Approach Solves duplicates? Results in unfamiliar languages? Cost profile SharePoint maturity
1. Language-Aware Search N/A (single language only) No — user only sees their language Low Native, well-supported
2. Translate Before Indexing Yes No — translated version returned High upfront, ongoing sync cost Partial (Syntex / PointFire)
3. Synonym Expansion No Yes — often poorly Low but low-quality Limited (Query Rules only)
4. Translate the Query No (unless cached) Yes, needs on-demand translation Pay-as-you-go, unpredictable Requires 3rd-party (PointFire)
5. Cross-Lingual Vector Search No Yes Moderate (infra + accuracy risk) Requires Azure AI Search
6. Hybrid Search No Yes Moderate–high Requires Azure AI Search

Choosing the Right Approach

There’s no single best solution for multilingual search. The simplest, most comprehensive fix is to translate everything you want searchable into every language you support — at that point you’re doing multilingual search, not cross-language search. This sidesteps on-the-fly query and document translation entirely, along with the uncertainty that comes with it, and swaps an unknown ongoing cost for a known upfront one. That cost may be lower than you’d expect — translating the 1300 page War and Peace, for instance, could run as little as $20.

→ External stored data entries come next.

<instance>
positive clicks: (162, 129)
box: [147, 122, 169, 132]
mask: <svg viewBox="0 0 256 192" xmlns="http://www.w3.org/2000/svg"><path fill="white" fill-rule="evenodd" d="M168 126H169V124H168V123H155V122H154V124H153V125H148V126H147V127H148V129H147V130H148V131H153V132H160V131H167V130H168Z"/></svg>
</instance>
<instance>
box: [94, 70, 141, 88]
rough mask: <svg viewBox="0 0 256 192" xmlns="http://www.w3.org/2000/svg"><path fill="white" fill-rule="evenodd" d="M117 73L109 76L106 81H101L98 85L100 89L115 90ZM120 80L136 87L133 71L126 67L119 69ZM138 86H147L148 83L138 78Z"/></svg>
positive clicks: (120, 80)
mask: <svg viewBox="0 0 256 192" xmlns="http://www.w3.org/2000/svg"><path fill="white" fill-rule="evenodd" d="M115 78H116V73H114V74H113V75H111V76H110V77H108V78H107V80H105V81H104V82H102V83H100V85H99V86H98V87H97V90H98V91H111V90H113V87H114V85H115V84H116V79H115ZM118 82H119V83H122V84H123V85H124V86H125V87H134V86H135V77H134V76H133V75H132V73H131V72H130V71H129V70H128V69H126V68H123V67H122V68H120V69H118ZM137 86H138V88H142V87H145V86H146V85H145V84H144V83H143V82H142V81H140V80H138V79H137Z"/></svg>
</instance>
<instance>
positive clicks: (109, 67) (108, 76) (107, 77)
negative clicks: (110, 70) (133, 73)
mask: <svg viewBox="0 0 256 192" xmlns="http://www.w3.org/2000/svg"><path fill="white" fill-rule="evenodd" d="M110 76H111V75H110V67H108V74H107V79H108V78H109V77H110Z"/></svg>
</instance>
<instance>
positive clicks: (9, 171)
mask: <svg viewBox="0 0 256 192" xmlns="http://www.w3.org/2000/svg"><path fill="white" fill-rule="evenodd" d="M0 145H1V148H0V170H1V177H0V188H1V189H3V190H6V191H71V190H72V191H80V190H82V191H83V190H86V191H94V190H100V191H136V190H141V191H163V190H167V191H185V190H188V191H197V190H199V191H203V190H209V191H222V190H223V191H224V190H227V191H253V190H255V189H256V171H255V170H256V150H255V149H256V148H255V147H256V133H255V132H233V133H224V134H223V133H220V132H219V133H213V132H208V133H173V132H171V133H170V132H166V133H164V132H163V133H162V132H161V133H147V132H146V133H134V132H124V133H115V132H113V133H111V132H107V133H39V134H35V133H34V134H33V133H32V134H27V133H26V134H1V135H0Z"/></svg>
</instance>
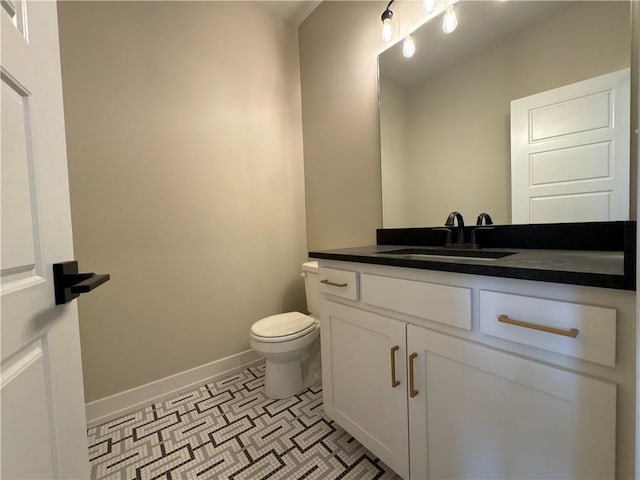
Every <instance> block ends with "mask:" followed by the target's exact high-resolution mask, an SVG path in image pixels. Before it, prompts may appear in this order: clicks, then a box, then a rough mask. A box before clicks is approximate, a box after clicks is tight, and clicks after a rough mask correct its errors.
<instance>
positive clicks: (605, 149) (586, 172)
mask: <svg viewBox="0 0 640 480" xmlns="http://www.w3.org/2000/svg"><path fill="white" fill-rule="evenodd" d="M629 86H630V80H629V69H624V70H620V71H617V72H613V73H609V74H606V75H601V76H599V77H595V78H591V79H588V80H584V81H581V82H577V83H574V84H571V85H566V86H564V87H560V88H556V89H553V90H548V91H546V92H542V93H538V94H535V95H531V96H529V97H525V98H521V99H518V100H514V101H512V102H511V203H512V208H511V210H512V211H511V214H512V222H513V223H546V222H586V221H604V220H628V219H629V201H630V199H629V185H630V170H629V169H630V160H629V129H630V106H629V105H630V97H629V95H630V93H629V92H630V88H629Z"/></svg>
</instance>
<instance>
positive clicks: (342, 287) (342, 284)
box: [320, 280, 347, 288]
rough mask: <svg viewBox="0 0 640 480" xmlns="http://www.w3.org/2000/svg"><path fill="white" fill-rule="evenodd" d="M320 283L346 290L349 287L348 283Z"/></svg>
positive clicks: (320, 282) (320, 281)
mask: <svg viewBox="0 0 640 480" xmlns="http://www.w3.org/2000/svg"><path fill="white" fill-rule="evenodd" d="M320 283H324V284H325V285H331V286H332V287H338V288H345V287H346V286H347V284H346V283H333V282H332V281H331V280H320Z"/></svg>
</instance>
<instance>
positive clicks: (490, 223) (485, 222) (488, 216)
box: [476, 212, 493, 225]
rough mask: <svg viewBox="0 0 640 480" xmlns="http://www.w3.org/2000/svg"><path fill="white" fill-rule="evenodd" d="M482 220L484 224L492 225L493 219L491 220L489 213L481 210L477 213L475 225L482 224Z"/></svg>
mask: <svg viewBox="0 0 640 480" xmlns="http://www.w3.org/2000/svg"><path fill="white" fill-rule="evenodd" d="M483 221H484V224H485V225H493V220H491V215H489V214H488V213H487V212H482V213H481V214H480V215H478V219H477V220H476V225H482V223H483Z"/></svg>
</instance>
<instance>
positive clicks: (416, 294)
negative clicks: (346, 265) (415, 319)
mask: <svg viewBox="0 0 640 480" xmlns="http://www.w3.org/2000/svg"><path fill="white" fill-rule="evenodd" d="M360 296H361V299H362V301H363V302H364V303H368V304H369V305H374V306H376V307H382V308H387V309H389V310H394V311H396V312H401V313H406V314H408V315H413V316H415V317H420V318H424V319H427V320H432V321H434V322H439V323H444V324H445V325H451V326H452V327H458V328H464V329H465V330H471V289H470V288H462V287H452V286H448V285H438V284H435V283H427V282H417V281H414V280H404V279H401V278H393V277H383V276H380V275H370V274H366V273H363V274H362V276H361V279H360Z"/></svg>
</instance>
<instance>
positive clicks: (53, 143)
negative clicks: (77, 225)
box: [0, 0, 89, 479]
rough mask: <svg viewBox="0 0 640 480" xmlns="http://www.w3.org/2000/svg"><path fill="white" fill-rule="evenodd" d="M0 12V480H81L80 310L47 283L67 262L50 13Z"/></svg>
mask: <svg viewBox="0 0 640 480" xmlns="http://www.w3.org/2000/svg"><path fill="white" fill-rule="evenodd" d="M0 6H1V8H0V16H1V17H2V18H1V22H2V47H1V48H2V52H1V53H2V55H1V75H0V79H1V83H2V85H1V88H2V97H1V108H2V131H1V135H2V148H1V151H2V160H1V168H0V178H1V183H0V185H1V189H2V190H1V202H2V203H1V205H0V209H1V211H0V215H1V219H2V223H1V238H0V242H1V246H0V254H1V258H0V269H1V276H0V302H1V317H0V337H1V342H2V343H1V362H2V363H1V365H0V371H1V384H0V388H1V390H0V393H1V402H2V418H1V421H2V443H1V452H0V456H1V459H2V463H1V467H0V468H1V472H0V477H2V478H12V479H13V478H30V479H31V478H46V479H51V478H88V475H89V468H88V458H87V440H86V434H85V429H86V421H85V413H84V394H83V387H82V368H81V359H80V337H79V329H78V313H77V307H76V305H75V303H72V304H69V305H66V306H59V307H56V306H55V304H54V295H53V283H52V264H53V263H57V262H62V261H66V260H72V259H73V245H72V238H71V217H70V208H69V186H68V177H67V159H66V147H65V135H64V116H63V105H62V82H61V76H60V53H59V48H58V26H57V14H56V4H55V2H25V1H20V0H11V1H10V0H2V2H1V3H0Z"/></svg>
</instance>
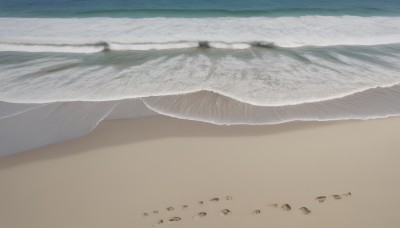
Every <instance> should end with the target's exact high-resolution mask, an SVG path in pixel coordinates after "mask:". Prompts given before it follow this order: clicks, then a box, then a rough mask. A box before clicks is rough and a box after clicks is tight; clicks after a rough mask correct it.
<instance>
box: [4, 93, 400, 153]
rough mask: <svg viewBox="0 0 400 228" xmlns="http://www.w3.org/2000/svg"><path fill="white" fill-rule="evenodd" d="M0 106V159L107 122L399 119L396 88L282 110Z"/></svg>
mask: <svg viewBox="0 0 400 228" xmlns="http://www.w3.org/2000/svg"><path fill="white" fill-rule="evenodd" d="M0 104H1V105H0V115H2V116H0V129H7V130H1V131H0V143H1V145H2V147H1V151H0V156H4V155H8V154H12V153H16V152H20V151H26V150H29V149H33V148H36V147H40V146H44V145H47V144H50V143H56V142H60V141H65V140H69V139H72V138H76V137H80V136H82V135H84V134H87V133H89V132H90V131H92V130H93V129H94V128H95V127H96V126H97V125H98V124H99V123H100V122H101V121H103V120H107V119H121V118H134V117H141V116H151V115H165V116H170V117H174V118H180V119H188V120H196V121H203V122H208V123H213V124H218V125H232V124H250V125H262V124H277V123H283V122H289V121H311V120H312V121H327V120H343V119H346V120H348V119H375V118H384V117H389V116H396V115H400V85H395V86H392V87H389V88H375V89H370V90H367V91H364V92H360V93H355V94H352V95H349V96H346V97H343V98H339V99H332V100H327V101H321V102H315V103H305V104H299V105H289V106H281V107H274V106H255V105H251V104H247V103H243V102H240V101H237V100H235V99H232V98H230V97H226V96H222V95H220V94H217V93H214V92H210V91H199V92H194V93H189V94H180V95H171V96H155V97H146V98H135V99H127V100H119V101H104V102H84V101H75V102H55V103H48V104H34V105H32V104H13V103H4V102H0ZM10 110H14V113H10ZM75 122H79V124H72V123H75ZM38 131H40V132H41V133H40V134H35V132H38Z"/></svg>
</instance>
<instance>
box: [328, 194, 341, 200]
mask: <svg viewBox="0 0 400 228" xmlns="http://www.w3.org/2000/svg"><path fill="white" fill-rule="evenodd" d="M331 197H332V198H334V199H335V200H341V199H342V196H341V195H331Z"/></svg>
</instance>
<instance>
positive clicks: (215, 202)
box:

As a rough guide: if your content and language set are both bounded, pre-translation (Option 2) is usually worth the upfront cost. If you’re already invested in Azure AI Search, hybrid search (Option 6) with a multiliingual embedding is close to a drop-in upgrade. If you’re stuck on native SharePoint with a single dominant language, language-aware search (Option 1) may be all you need.

Traditional translation-based approaches remain effective for many organizations, while AI-powered vector search and hybrid retrieval are making cross-language discovery more natural — at the cost of real integration effort. Give it enough time and AI may well close the gap on multilingual search outright; early signs of that are already showing up in third-party tools. But the technology isn’t quite there yet.